Specjaliści od zabezpieczeń z firmy ESET odkryli wirusa, którego zadaniem jest wykradanie pieniędzy z kont 5 największych w Polsce banków. Zadaniem konia trojańskiego o nazwie BackSwap jest podmiana numeru rachunku odbiorcy, kiedy robiony jest przelew na kwotę pomiędzy 10, a 20 tysięcy złotych.
Ataki wymierzone przeciwko klientom banków internetowych są szczególnie dotkliwe, ponieważ wiążą się z utratą pieniędzy. Tym razem mamy do czynienia z trojanem BackSwap, który występuje w różnych odsłonach, co ma utrudnić wykrycie ataku. Wirus rozprzestrzenia się poprzez pocztę elektroniczną. Poszczególne kampanie spamowe wycelowane są w polskich użytkowników. Każdy mail namawia to otwarcia załącznika (może być to np. faktura), co kończy się infekcją komputera. Następnie trojan BackSwap czeka na uruchomienie przez ofiarę przeglądarki internetowej i wejdzie na stronę jednego z atakowanych banków. Firma ESET przeanalizowała kilka próbek wirusa. BackSwap atakuje 5 największych polskich banków, czyli PKO Bank Polski, Bank Zachodni WBK S.A., mBank, ING oraz Pekao. Przy czym niektóre odmiany wirusa ograniczały się tylko do trzech z nich (tj. PKO BP, mBank i ING).
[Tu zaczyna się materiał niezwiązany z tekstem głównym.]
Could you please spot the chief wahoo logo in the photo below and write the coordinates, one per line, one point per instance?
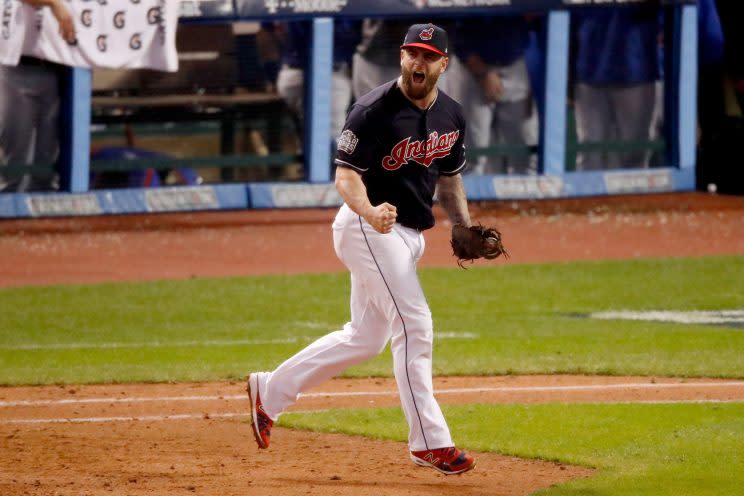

BackSwap podmienia numer konta odbiorcy omijając zabezpieczenia zaimplementowane w przeglądarkach internetowych
Wirus korzysta ze skryptu JavaScript, który przekazuje przeglądarce adres URL, co jest wspierane przez większość współczesnych przeglądarek internetowych. Malware emuluje wciskanie przez użytkownika kombinacji klawiszy CTRL+L (powoduje to wybranie paska adresu), następnie wciskany jest przycisk DELETE (usuwany jest w ten sposób aktualny adres odwiedzanej strony), a następnie wkleja szkodliwy skrypt. Przeglądarki Google Chrome, Mozilla Firefox oraz Internet Explorer posiadają zabezpieczenie przed atakiem tego typu. Jednak cyberprzestępcy omijają je emulując wpisywanie przez użytkownika pojedynczych znaków szkodliwego skryptu. Tego typu atak powinien również zadziałać na innych przeglądarkach, dlatego firma ESET już poinformowała o problemie zainteresowane strony.
Jak ustrzec się przed atakiem?
Wirus BackSwap podmienia numer konta bankowego za pomocą adresu URL. Dlatego też użytkownik nie zauważy tej operacji podczas zlecania przelewu. Jednakże serwisy bankowości internetowej są tak skonstruowane, że wyświetlają wszystkie dane dotyczące przelewu przed jego potwierdzeniem. Dlatego też, zanim wpiszecie jednorazowy kod otrzymany SMS-em, czy też skorzystacie z tokena, powinniście sprawdzić wyświetlony numer konta odbiorcy. Oczywiście najlepszym sposobem obrony przed tego typu atakami jest nieotwieranie załączników pochodzących od nieznanych nadawców. Pomocny może się okazać również aktualizowany na bieżąco program antywirusowy.